On the one side, there are those who claim that our notions of rationality are gender-neutral. Women and men may tend to have different mental strengths but both can agree on what it means for an argument or opinion to be rationally justified. If these people are correct, then it would seem the survey has some worrying implications - the beliefs women seem more inclined to hold are those that seem weakest by the standards of traditional rationality.
On the other side are those who claim that women and men think differently, and that these different modes of thought are not inferior or superior to one another, merely different. Men tend to prefer the hard, deductive model of reasoning found in mathematics and sciences. Women tend to prefer a more holistic, intuitive mode of thinking. Although these are generalisations, men and women typically differ in their thinking habits.
But to conclude that men are more rational than women would be to place one mode of rationality above another. To believe that reincarnation is an irrational belief, for example, is to assume a masculine, scientific notion of rationality.
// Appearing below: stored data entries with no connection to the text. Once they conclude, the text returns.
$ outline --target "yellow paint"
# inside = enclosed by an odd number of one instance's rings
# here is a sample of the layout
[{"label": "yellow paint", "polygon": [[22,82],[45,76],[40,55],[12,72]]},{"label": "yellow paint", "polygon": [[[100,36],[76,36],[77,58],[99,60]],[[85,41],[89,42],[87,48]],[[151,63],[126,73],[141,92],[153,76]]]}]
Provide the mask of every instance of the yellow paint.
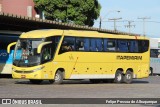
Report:
[{"label": "yellow paint", "polygon": [[[112,52],[66,52],[58,54],[64,35],[75,37],[97,37],[97,38],[119,38],[119,39],[139,39],[144,40],[144,37],[135,37],[129,35],[118,35],[99,33],[96,31],[78,31],[78,30],[35,30],[23,33],[20,38],[46,38],[50,36],[61,35],[62,38],[57,46],[54,59],[42,65],[34,67],[16,67],[13,66],[13,78],[21,78],[25,75],[26,79],[54,79],[57,69],[63,68],[65,70],[65,79],[70,79],[75,75],[115,75],[118,68],[122,68],[124,74],[126,70],[131,68],[136,78],[146,78],[149,75],[149,54],[144,53],[112,53]],[[148,39],[147,39],[148,40]],[[49,43],[49,42],[48,42]],[[41,52],[42,46],[38,47],[38,53]],[[142,60],[117,60],[117,55],[122,56],[142,56]],[[16,71],[33,71],[37,68],[41,70],[33,73],[16,73]],[[48,76],[47,76],[48,75]]]}]

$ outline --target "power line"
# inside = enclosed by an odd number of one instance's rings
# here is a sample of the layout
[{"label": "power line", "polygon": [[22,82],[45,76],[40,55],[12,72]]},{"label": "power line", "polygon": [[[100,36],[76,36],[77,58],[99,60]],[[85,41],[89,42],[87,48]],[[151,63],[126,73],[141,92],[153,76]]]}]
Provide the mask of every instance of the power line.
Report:
[{"label": "power line", "polygon": [[129,34],[131,33],[131,28],[136,26],[136,25],[131,25],[132,22],[134,21],[128,21],[128,25],[125,25],[125,27],[129,29]]},{"label": "power line", "polygon": [[[143,21],[135,21],[135,22],[143,22]],[[160,23],[160,22],[158,22],[158,21],[145,21],[145,22]]]},{"label": "power line", "polygon": [[151,19],[149,17],[141,17],[141,18],[138,18],[138,19],[142,19],[143,20],[143,35],[145,36],[145,21],[146,19]]},{"label": "power line", "polygon": [[[122,20],[122,21],[116,21],[116,22],[125,22],[126,20]],[[97,21],[97,20],[95,20],[94,22],[100,22],[100,21]],[[107,21],[107,20],[105,20],[105,21],[102,21],[102,22],[114,22],[114,21]],[[143,22],[143,21],[134,21],[134,22]],[[145,21],[145,22],[151,22],[151,23],[160,23],[159,21]]]},{"label": "power line", "polygon": [[120,19],[122,19],[122,18],[112,18],[112,19],[108,19],[108,20],[113,20],[113,21],[114,21],[114,30],[115,30],[115,31],[117,31],[117,29],[116,29],[116,21],[117,21],[117,20],[120,20]]},{"label": "power line", "polygon": [[102,22],[103,22],[103,19],[106,17],[106,16],[108,16],[109,15],[109,13],[111,13],[111,12],[120,12],[119,10],[112,10],[112,11],[109,11],[103,18],[100,16],[100,22],[99,22],[99,28],[101,28],[101,26],[102,26]]}]

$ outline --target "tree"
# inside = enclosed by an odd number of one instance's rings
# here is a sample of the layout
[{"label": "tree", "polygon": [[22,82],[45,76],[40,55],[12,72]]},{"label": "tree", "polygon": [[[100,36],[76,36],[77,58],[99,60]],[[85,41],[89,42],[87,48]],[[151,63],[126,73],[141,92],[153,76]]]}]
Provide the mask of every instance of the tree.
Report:
[{"label": "tree", "polygon": [[35,7],[44,12],[45,18],[78,25],[93,26],[100,15],[98,0],[34,0]]}]

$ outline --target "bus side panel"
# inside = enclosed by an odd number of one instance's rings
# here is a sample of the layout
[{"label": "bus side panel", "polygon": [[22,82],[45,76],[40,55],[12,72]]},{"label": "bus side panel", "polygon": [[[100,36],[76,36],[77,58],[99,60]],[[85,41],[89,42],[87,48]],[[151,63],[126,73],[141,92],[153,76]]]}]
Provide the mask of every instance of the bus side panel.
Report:
[{"label": "bus side panel", "polygon": [[0,73],[11,74],[12,71],[12,57],[14,51],[8,54],[6,50],[0,50]]},{"label": "bus side panel", "polygon": [[[117,55],[118,53],[105,52],[98,54],[96,52],[66,52],[56,56],[58,62],[56,68],[65,69],[66,79],[114,78],[119,68],[123,69],[124,74],[128,68],[133,69],[134,78],[148,76],[146,74],[149,65],[148,59],[142,59],[143,61],[117,59]],[[126,53],[120,53],[120,55],[133,56],[133,54]],[[138,56],[139,54],[134,55]]]},{"label": "bus side panel", "polygon": [[[147,78],[149,76],[149,65],[146,63],[141,63],[141,76],[139,78]],[[138,78],[138,77],[137,77]]]},{"label": "bus side panel", "polygon": [[160,58],[150,58],[150,67],[153,74],[160,74]]},{"label": "bus side panel", "polygon": [[12,72],[12,58],[14,46],[11,47],[11,53],[7,53],[8,44],[17,41],[20,34],[4,34],[0,33],[0,74],[11,74]]},{"label": "bus side panel", "polygon": [[114,78],[112,73],[112,65],[109,63],[77,63],[73,70],[71,79],[105,79]]}]

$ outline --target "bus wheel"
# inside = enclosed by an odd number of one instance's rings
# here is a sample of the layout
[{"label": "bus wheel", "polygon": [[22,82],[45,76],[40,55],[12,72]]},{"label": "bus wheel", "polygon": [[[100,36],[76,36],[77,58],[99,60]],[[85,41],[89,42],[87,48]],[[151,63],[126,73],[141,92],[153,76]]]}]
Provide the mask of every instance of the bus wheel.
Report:
[{"label": "bus wheel", "polygon": [[150,76],[153,76],[153,68],[150,67],[150,72],[149,72]]},{"label": "bus wheel", "polygon": [[115,74],[114,82],[115,82],[115,83],[121,83],[122,80],[123,80],[122,71],[117,70],[117,72],[116,72],[116,74]]},{"label": "bus wheel", "polygon": [[62,84],[63,82],[63,72],[62,71],[57,71],[54,79],[55,84]]},{"label": "bus wheel", "polygon": [[33,79],[30,79],[30,82],[32,84],[40,84],[43,80],[33,80]]},{"label": "bus wheel", "polygon": [[124,76],[124,82],[127,84],[130,84],[132,82],[132,79],[133,79],[133,72],[131,72],[130,70],[127,70]]},{"label": "bus wheel", "polygon": [[91,83],[100,83],[101,80],[99,80],[99,79],[90,79],[90,82]]}]

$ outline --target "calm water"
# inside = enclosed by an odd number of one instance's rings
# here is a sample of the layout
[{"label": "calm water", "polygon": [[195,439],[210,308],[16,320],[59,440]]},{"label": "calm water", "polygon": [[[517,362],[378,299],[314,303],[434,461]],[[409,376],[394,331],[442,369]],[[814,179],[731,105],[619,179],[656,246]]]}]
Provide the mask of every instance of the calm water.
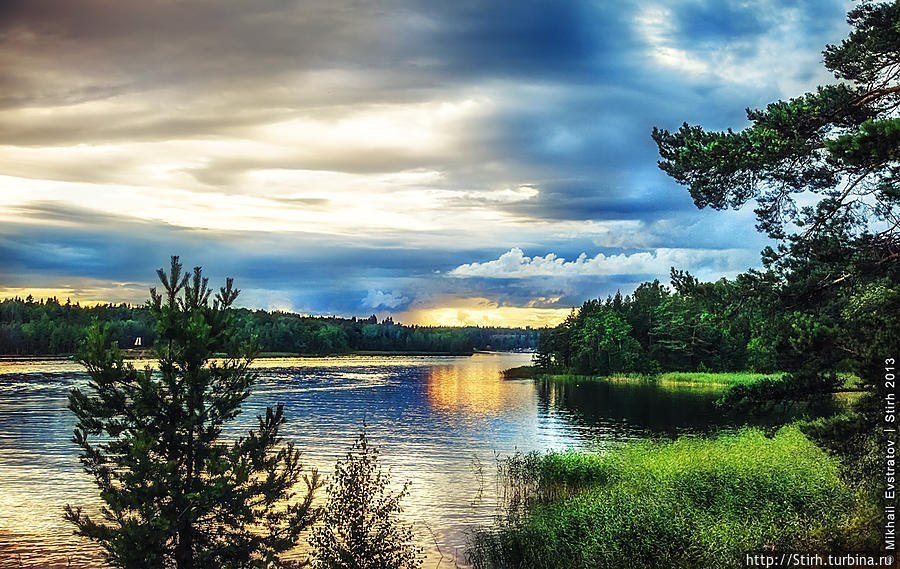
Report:
[{"label": "calm water", "polygon": [[[330,473],[368,424],[393,481],[411,482],[405,513],[426,567],[451,568],[467,532],[496,513],[497,453],[603,447],[717,421],[715,395],[702,391],[500,378],[529,362],[528,354],[259,360],[260,382],[231,434],[282,402],[285,438],[307,466]],[[66,503],[96,505],[66,409],[69,390],[86,379],[65,360],[0,361],[0,567],[98,566],[96,549],[61,517]]]}]

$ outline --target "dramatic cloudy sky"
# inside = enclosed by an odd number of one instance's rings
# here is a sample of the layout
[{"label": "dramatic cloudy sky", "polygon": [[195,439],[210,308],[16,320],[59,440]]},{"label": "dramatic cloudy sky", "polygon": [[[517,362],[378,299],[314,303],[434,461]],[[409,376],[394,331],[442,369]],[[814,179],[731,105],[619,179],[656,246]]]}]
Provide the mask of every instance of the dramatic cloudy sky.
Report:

Who is right? The answer is important for political as well as theoretical reasons. At the premier meeting of British philosophers this year, the cumbersomely-named Joint Session of the Mind Association and the Aristotelian Society, only two speakers out of the 15 were women (all were white, but that's another story). If there is no difference between masculine and feminine rationality then clearly philosophy has got a long way to go before it is a truly non-sexist subject. But if there is a gender difference in thinking, and philosophy represents the masculine side, then we must expect women to remain a minority in the subject, unless philosophy itself changes to include more feminine modes of thinking.
Nor is this a debate confined to philosophy, or even academia. The question of whether any culture - working, educational or creative - is dominated by a masculine or feminine way of doing things has to be answered if we are to achieve a genuine end to sexual discrimination. If it can be shown that any discipline is operating according to a gender-specific paradigm, then it will remain dominated by one gender, unless its culture changes. The new survey does not take us anywhere nearer answering these questions, but it does highlight their enduring importance.
However, a few points must be kept in mind. First, the poll was of a self-selecting group of people interested in philosophy. This may make them different to the rest of the world - after all, most people actively avoid philosophy.
Second, the gender differences effectively vanished once people reached postgraduate level. This is compatible with at least two competing theses: first, that gender differences are cultural and, given a good education, men and women will settle upon the same model of rationality. On this view, if more women tend to prefer "unscientific" theories, it is only because they have been educated by a society that still thinks science is something for the boys. The second hypothesis is that women who think differently simply don't make it in the profession.
These issues cut across partisan lines. Feminists are split between those who assert and those who deny there is a distinctively feminine mode of rationality. Resolving the issue will take both psychological research into the actual thought processes of men and women, and philosophical work on what it means to be rational. In the meantime, we should not assume that when men and women talk about rationality they are talking about the same thing.